A. The knowledge available to guide treatment choices for people with depression is greatly enhanced by the STAR*D findings. For the first time, doctors and people with major depressive disorder will have extensive information on antidepressant treatments from a single, large, long-term study directly comparing the drugs to each other. We can now say that by switching to a different antidepressant medication after treatment failure with an SSRI, about one in four people will get better; and switching to antidepressant medications with the same or different mechanisms of action as the SSRI appears equally effective. We also now know that after treatment failure with an SSRI, by adding a new medication to the mix, about one in three people will get better; and we know that it makes some, but not a lot of difference whether the added medication is another antidepressant from a different class or a non-antidepressant that enhances the first SSRI. Practitioners, however, do not yet know how to predict which patient will do better with switching and which with augmentation because the effectiveness of the two strategies was studied in two different groups and cannot be directly compared to each other.
Clinicians will need additional information to help them decide, with their patients, which strategy to choose (augmenting or switching), and within a strategy, which medication to choose for which patient. Further analysis of the STAR*D clinical data, coupled with genetic data, may provide additional information to help individualize treatments and maximize improvement in patients with depression. Moreover, the data are already yielding valuable clues for future research directions in the use of combination medication strategies earlier in the course of treatment.
12. Is there an overall message to depressed patients and their families?
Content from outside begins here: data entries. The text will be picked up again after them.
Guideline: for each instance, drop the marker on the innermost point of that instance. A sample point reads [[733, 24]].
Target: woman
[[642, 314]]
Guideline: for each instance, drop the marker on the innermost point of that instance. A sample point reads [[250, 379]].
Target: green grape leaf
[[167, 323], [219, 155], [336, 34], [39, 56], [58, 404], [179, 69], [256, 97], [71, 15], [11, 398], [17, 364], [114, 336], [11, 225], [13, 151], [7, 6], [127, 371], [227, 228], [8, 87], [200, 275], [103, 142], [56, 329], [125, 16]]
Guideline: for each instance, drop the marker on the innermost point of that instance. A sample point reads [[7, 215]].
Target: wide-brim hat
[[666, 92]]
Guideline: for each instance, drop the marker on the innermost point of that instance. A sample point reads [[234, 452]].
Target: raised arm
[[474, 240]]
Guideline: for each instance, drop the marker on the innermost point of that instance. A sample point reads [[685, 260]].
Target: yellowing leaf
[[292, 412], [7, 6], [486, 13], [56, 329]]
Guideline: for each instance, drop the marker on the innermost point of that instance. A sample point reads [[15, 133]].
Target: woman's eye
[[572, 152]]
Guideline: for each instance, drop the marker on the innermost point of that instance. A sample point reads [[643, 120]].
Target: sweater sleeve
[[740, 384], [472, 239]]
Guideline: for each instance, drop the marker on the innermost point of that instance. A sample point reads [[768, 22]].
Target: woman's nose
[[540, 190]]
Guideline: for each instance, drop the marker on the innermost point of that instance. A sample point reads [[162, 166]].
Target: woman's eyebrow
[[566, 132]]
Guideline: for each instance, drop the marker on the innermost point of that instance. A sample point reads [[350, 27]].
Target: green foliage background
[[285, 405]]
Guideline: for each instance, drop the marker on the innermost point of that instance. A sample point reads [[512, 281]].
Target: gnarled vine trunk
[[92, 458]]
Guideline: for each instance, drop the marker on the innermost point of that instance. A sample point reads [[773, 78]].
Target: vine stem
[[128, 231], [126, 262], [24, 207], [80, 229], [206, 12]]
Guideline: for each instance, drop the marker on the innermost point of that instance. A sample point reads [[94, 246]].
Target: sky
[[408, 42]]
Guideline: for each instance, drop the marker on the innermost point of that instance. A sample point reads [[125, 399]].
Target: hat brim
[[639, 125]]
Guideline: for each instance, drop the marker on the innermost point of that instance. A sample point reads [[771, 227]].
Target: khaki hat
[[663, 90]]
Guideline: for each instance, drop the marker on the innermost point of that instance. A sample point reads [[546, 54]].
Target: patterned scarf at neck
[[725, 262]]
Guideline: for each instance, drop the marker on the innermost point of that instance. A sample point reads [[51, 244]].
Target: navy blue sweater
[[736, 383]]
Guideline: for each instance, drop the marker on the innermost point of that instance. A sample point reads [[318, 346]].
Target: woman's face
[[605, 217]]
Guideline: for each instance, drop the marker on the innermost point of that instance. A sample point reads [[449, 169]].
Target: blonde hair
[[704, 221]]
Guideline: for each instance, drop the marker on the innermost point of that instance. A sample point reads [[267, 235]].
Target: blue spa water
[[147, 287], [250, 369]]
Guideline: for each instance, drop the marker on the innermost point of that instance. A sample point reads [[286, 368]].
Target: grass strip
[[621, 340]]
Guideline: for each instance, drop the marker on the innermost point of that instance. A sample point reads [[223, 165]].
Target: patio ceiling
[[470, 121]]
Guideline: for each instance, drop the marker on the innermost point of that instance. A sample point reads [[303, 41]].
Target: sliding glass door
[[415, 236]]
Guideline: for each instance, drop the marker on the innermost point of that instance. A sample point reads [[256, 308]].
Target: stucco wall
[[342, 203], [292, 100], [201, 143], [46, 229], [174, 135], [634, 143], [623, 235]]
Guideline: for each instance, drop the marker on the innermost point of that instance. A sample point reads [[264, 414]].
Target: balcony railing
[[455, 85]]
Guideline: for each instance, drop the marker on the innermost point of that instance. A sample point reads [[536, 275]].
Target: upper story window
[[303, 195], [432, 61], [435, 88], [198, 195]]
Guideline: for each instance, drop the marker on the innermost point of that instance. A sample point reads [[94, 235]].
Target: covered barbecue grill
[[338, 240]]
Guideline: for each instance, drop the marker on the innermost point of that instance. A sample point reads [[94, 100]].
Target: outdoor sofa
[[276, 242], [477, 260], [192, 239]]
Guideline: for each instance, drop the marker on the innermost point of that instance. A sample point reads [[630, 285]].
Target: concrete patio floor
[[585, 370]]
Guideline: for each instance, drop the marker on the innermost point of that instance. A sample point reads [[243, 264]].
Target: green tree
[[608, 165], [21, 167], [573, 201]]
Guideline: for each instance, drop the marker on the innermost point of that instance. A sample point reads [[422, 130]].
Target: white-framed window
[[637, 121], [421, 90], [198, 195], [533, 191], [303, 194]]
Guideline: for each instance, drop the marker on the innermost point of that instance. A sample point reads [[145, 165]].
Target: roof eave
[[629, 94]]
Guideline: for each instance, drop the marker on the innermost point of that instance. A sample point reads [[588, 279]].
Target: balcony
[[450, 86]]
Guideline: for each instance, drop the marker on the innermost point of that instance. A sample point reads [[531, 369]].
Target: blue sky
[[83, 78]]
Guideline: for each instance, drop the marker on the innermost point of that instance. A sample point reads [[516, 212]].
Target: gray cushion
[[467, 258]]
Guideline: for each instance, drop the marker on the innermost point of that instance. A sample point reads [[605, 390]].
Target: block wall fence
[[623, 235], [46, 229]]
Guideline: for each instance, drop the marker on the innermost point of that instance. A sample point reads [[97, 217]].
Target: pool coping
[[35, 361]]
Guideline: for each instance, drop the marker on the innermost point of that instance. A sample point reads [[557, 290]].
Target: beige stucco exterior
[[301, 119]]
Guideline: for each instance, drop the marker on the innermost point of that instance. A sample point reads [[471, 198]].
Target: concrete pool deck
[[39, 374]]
A. Yes. Just as in the treatment of other general medical conditions, even if the first-step treatment does not result in full benefit, a range of second-step treatments is available and they are effective. So it is important to work with your provider (clinician) and to stay in treatment, and not to give up. In addition, these results indicate that for some patients, while early benefits may occur with these treatments within the first 3 to 6 weeks, the full benefits that can be achieved may not be realized until 10 to 12 weeks. During this time it seems important to adjust the dose as tolerated and to not prematurely stop treatment. The results of the studies show that 50 percent of people with depression can get better within the two treatment steps using this approach.